The spine consists of 33 bones called vertebrae stacked on top of each other. There are 7 in the neck (cervical spine), 12 in the mid back (thoracic spine) and 5 in the lower back (lumbar spine). The additional 10 vertebrae are fused in the sacrum and coccyx at the base of the spine. The vertebrae are supported by ligaments, discs, muscles and connective tissue making the spine a stable structure. It is common to get pain in any part of the spine, from the neck to the lower back. In fact, back pain is the leading cause of musculoskeletal disability and days off sick from work worldwide. It is incredibly common with up to 80% of people experiencing it during their lifetimes. Although back pain can be concerning for people the good news is research suggests that active approaches such as physiotherapy are the gold standard treatment and help to improve pain, function and quality of life.
What to expect?
Physiotherapists will take a thorough history and use screening questions to understand more about your back pain. We will then assess your movement and provide you with an individualized treatment plan based on your assessment findings. This is likely to include exercise, education and may also include hands on treatment. We may also refer you onto clinical pilates and massage therapy if appropriate.
At your initial assessment we will set goals around what you want to achieve, of course you want to be pain free, but it is important you set functional goals so you can see your improvements and ensure you get back doing what you want to do. If required, we will refer you for an x-ray, specialist appointment or to other health professionals. We can also complete your ACC paperwork, so you do not need a referral to see us.
Do I need physiotherapy?
If you are experiencing back pain we advise you to come and see our specialised team. Physiotherapy is effective for all types of back pain including disc bulges/ herniation, sciatica, spondylothesis, osteoporosis (including fractures) and osteoarthritis. It is also great for pre or post spinal surgery.

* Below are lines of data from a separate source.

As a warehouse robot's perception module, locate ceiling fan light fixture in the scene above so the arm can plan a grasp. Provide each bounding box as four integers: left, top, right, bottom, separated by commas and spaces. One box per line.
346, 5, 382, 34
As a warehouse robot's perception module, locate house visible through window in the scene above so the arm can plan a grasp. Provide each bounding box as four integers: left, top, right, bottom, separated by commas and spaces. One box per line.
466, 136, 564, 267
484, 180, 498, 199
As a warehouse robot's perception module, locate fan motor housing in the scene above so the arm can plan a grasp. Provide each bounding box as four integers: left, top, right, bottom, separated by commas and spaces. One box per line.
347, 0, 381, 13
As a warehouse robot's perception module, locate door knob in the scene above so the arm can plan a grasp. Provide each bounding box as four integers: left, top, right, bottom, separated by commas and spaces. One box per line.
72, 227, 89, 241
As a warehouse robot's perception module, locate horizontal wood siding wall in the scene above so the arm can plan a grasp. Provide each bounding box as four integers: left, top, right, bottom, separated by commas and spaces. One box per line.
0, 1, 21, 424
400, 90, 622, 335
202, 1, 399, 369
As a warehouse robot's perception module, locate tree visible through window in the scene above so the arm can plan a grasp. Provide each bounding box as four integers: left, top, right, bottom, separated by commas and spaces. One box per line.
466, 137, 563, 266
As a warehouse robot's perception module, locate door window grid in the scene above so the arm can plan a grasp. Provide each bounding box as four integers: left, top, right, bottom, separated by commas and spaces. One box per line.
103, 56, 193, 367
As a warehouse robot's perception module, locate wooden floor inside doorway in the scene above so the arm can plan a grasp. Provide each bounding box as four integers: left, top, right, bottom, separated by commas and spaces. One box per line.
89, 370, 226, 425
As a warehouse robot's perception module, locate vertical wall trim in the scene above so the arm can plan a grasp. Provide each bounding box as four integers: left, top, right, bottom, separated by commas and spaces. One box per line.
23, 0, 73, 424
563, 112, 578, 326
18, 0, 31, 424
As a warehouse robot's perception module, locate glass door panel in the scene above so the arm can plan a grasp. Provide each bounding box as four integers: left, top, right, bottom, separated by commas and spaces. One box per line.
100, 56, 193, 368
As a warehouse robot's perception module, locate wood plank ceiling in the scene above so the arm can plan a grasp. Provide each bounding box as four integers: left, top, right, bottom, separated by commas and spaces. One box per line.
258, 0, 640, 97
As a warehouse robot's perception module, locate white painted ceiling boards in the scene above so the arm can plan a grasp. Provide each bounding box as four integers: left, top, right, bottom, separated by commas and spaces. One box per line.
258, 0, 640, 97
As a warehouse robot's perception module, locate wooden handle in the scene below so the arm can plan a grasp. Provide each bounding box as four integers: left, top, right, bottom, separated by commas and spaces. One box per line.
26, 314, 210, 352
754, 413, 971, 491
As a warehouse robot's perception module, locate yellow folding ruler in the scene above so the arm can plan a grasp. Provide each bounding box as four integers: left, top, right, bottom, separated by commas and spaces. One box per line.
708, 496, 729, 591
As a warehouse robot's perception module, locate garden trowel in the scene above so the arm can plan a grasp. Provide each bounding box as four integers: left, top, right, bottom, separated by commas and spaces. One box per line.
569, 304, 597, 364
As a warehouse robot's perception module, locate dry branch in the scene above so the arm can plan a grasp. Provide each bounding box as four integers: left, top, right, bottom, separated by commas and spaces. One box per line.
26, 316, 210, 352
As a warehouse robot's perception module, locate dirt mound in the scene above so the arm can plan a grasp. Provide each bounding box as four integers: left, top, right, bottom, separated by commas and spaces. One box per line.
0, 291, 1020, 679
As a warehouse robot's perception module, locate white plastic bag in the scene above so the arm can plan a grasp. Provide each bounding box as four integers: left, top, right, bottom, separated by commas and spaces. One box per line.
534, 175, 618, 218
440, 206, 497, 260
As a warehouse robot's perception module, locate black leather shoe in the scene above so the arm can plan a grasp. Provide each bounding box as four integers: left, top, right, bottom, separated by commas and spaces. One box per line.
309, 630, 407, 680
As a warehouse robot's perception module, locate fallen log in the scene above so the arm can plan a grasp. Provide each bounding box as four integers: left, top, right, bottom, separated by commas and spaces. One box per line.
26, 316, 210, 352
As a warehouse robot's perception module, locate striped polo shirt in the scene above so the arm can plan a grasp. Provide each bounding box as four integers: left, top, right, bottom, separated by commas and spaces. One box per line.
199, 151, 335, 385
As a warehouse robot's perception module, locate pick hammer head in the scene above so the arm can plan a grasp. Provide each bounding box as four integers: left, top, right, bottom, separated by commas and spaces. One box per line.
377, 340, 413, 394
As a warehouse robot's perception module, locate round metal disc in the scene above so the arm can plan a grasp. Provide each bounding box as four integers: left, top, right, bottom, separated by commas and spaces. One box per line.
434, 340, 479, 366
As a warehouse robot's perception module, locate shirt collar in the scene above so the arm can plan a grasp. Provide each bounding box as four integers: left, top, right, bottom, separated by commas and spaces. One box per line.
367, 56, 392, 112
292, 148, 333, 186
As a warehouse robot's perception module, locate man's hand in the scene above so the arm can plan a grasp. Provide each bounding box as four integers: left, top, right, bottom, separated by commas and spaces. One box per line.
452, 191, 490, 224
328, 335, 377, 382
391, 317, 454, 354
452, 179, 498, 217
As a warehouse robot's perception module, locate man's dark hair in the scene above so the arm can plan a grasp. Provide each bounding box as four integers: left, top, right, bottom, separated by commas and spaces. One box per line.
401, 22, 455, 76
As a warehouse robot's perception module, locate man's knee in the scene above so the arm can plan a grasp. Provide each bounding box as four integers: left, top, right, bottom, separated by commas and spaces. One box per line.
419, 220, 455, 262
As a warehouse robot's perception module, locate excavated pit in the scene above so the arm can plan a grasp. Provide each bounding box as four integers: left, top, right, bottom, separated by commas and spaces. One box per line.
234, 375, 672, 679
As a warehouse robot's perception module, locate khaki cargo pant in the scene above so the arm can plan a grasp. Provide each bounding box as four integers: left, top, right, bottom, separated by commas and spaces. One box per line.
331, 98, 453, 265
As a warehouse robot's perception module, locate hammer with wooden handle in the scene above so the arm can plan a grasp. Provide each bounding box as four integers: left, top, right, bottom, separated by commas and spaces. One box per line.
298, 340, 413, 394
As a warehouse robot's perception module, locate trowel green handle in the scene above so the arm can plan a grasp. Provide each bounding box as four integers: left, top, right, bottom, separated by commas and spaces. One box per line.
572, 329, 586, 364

Back pain can be very debilitating and can have a huge effect on your daily life. If it persists, it can affect your mood, work and relationships. It is key you get onto your pain quickly and take control. Ongoing back pain can affect how you move and can cause the muscles around your spine to weaken, this in time can make your back pain worse and impede your recovery. It can also lead to increased risk of recurrent episodes of low back pain.
Evidence based timeframes & expectations for improvement
For acute low back pain research suggests that many patients will improve with physiotherapy including advice, education, re-assurance, gentle exercises and in some cases manual therapy and should be followed up for at least 10-14 days (see here). Furthermore, research also suggests that physiotherapy, including exercise is effective in reducing risk of low back pain by 33% (see here).
The severity of low back pain and disability it causes were also lower in groups that exercised regularly. Types of exercise recommended can vary between patients, however 2-3 times weekly was recommended in this research. Therefore, your physiotherapist may continue to see you for 4-6 weeks individually, or refer you to one of our exercise classes in line with this evidence. Pilates for example has been shown to reduce pain and disability in a variety of conditions including low back pain.
It is common however for low back pain to last longer and there may be multiple reasons for this. In which case evidence suggests being followed up by your physiotherapist and if appropriate your physio can make a referral to a specialist for an opinion. Persistent low back pain is defined as that which had lasted for over 3 months and research recommends physiotherapy as first line treatment. For example this study showed that 12 weeks of physiotherapy reduced pain and disability scores of the 100 patients at 12 weeks compared to their baseline scores. Furthermore, these improvements were maintained at the 1 year mark. Therefore, to get the most out of your rehab, it may be necessary to continue with rehabilitation for between 8-12 weeks.